Let’s start at the beginning, though. We had amazingly good luck with the ferries on this trip; we showed up at the last minute, both coming and going, and just made both ferries. So that was good. Less so was the fact that we forgot that the Hood Canal Bridge was closed for repairs the day we were headed out. This meant a trip around Hood Canal & another hour and a half on an already long day of driving. It wasn’t so bad, really. It’s very nice down that way, and there wasn’t much traffic. Coming around that last corner and seeing First Beach, James Island and La Push spread out below was an even more welcome sight than it usually is.

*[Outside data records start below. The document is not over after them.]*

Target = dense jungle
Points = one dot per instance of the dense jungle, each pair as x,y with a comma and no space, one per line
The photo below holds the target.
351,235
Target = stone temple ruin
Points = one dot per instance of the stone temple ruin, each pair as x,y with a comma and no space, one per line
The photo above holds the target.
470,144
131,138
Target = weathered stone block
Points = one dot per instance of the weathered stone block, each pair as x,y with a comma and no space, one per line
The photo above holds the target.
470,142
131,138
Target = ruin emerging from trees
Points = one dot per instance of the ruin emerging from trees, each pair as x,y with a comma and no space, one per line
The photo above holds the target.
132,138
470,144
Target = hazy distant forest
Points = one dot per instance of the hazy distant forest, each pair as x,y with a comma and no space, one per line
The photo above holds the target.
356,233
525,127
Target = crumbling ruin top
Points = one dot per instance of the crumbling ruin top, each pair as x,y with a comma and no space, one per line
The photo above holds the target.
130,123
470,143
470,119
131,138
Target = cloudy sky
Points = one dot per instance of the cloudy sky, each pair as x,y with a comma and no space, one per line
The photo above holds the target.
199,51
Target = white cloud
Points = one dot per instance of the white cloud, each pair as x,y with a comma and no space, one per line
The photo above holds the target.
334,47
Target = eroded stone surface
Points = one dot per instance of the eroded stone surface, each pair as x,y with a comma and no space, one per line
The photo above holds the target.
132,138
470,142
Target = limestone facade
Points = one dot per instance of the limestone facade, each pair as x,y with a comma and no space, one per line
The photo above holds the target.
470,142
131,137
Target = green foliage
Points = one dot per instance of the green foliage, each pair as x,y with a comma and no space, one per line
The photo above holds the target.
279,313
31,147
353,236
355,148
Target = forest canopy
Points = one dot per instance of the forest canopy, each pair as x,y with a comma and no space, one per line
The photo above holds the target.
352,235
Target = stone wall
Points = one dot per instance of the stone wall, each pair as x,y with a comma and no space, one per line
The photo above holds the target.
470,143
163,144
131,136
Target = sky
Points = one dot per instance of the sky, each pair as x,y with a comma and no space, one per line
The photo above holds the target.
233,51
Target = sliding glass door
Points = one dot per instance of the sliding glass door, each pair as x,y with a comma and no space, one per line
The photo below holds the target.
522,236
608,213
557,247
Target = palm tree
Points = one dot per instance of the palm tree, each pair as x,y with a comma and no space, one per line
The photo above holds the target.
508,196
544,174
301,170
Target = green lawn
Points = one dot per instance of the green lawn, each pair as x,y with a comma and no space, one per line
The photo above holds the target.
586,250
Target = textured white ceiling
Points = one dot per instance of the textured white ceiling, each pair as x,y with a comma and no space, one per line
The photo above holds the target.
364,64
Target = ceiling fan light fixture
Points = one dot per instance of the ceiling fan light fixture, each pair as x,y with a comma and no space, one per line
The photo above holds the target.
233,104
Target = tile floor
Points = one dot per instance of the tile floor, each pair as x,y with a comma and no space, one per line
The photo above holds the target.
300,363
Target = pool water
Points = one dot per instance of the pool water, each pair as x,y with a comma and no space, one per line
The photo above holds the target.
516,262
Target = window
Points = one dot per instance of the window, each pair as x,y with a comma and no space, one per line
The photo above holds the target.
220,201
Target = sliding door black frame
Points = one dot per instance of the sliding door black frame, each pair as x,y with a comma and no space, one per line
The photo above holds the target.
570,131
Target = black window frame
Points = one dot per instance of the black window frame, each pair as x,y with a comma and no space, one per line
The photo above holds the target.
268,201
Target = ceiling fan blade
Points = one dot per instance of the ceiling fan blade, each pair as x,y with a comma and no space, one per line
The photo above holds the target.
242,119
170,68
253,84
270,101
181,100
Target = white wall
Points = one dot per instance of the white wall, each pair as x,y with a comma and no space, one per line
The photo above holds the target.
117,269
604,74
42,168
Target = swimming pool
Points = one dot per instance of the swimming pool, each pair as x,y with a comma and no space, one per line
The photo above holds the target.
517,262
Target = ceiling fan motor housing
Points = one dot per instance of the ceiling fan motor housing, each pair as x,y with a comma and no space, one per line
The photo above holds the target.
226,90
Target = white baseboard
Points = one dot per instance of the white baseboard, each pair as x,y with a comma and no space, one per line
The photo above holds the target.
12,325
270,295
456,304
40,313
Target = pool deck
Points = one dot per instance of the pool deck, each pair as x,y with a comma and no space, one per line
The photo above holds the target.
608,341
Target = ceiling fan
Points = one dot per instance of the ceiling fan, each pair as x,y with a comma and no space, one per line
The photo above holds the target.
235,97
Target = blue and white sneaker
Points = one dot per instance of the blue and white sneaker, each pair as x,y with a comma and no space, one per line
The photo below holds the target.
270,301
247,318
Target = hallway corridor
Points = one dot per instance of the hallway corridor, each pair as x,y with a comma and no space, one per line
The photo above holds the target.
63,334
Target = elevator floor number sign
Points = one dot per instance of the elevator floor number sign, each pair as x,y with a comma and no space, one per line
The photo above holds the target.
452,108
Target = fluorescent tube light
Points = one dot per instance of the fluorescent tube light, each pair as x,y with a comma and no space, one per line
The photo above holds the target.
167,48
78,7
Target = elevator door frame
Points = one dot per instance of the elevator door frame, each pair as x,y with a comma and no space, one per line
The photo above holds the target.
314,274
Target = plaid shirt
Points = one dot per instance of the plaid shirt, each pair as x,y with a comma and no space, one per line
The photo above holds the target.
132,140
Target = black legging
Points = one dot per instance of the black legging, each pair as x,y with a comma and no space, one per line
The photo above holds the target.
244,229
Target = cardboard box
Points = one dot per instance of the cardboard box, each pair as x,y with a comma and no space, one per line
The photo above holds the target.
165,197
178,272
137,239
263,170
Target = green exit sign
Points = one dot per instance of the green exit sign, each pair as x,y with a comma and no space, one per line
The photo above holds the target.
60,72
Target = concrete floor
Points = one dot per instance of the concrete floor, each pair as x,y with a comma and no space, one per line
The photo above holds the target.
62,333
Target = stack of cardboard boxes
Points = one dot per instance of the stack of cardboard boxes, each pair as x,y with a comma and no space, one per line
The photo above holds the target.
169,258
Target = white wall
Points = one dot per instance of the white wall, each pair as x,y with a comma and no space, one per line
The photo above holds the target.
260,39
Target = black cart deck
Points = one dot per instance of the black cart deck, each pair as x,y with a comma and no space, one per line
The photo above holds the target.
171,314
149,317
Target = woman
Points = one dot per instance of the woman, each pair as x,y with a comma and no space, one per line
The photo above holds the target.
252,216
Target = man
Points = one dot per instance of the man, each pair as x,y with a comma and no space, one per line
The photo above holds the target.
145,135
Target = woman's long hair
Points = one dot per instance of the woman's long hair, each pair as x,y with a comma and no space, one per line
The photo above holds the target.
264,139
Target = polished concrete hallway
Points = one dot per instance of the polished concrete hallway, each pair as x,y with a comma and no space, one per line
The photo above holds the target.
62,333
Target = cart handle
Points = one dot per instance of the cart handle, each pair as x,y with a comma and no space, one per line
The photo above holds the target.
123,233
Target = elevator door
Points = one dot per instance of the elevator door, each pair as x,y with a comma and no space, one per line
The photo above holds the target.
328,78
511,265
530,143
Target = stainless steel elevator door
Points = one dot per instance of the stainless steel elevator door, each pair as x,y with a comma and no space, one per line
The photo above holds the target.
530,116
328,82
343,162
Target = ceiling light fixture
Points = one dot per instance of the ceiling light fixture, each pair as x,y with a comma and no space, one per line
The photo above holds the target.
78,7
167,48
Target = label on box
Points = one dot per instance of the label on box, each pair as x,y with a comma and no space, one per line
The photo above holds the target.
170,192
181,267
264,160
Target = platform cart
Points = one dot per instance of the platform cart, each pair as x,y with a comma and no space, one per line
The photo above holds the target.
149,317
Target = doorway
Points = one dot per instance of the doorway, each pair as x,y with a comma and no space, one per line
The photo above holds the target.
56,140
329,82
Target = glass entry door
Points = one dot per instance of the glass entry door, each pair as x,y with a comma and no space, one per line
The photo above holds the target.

They gave us the same cabin we had last year, which was nice. We were somewhat surprised to see that the cabin next door had been demolished, though. The cabins reserved for guests with dogs are a little bit run down, by most people’s standards (we don’t mind – as long as we have a bed and someplace to store our stuff where the roof doesn’t leak, we’re pretty happy, and they’re really not that bad anyway), so the tribe is slowly taking them down. We’ve been promised that dog-friendly accommodations will be available after the last of the Shoreline cabins are gone, and that’s really good news, but we’ll miss #12 when it’s gone.
Being away from work and the city got me back on my normal sleep pattern, so I was waking at around 7:30 each morning. (Not real sure of the time – no clocks – but sometime around there.) Science Girl slept in (she ordinarily wakes at 7:30), so Lucy and I got in the habit of having a small breakfast and then going out for a walk down First Beachbefore SG got up. Once she was up and about, we’d make a sack lunch and head out to whichever beach we were visiting that day. We ended up hiking all of the beaches in the immediate area.
We snuck Lucy onto Second Beach. I know, it was wrong of us. I have a very refined sense of guilt, and it was throbbing mightily the whole time we were there. In our defense, though, we kept her on the trail the whole way down and back, and she never got near any of the tide pools. Dogs are permitted at both First Beach and Rialto, and she had a blast on both. She was very excited by the sandpipers on Rialto, chasing them (on leash) into the surf and around in circles. Much doggy fun, and we had a good time watching her.
Lucy stayed in the cabin when we went to Third beach. We both thought we’d been there before, but neither of us recognized any of the trail or the beach itself. Weird. The harbor seals there were very curious about us. They stayed just offshore the whole time we were there, but three of them followed us down the beach. Just as well Lucy stayed home that day.
The days were all about hiking and enjoying the seashore. The nights went something like this: we’d enjoy a simple dinner and a bottle of nice wine around the beginning of sunset; we finished the wine out on the deck and watch the colors come out as the sun slid behind James Island; then we’d come back inside, turn out all the lights, sit at the wide-open window as the stars came out (and we’d both forgotten that there were so many stars), and sip on some well-earned Maker’s Mark ‘til we got sleepy. We caught part of the Perseid meteor shower one night, which was especially nice, but to just sit there and experience the night and the waves crashing on the beach was a very rare treat for us.
And that, right there, is our vacation in a nutshell. Pictures should be up within the next day or so, and there are a lot of them. We bought a digital camera for this trip, and Science Girl gave it a thorough test drive.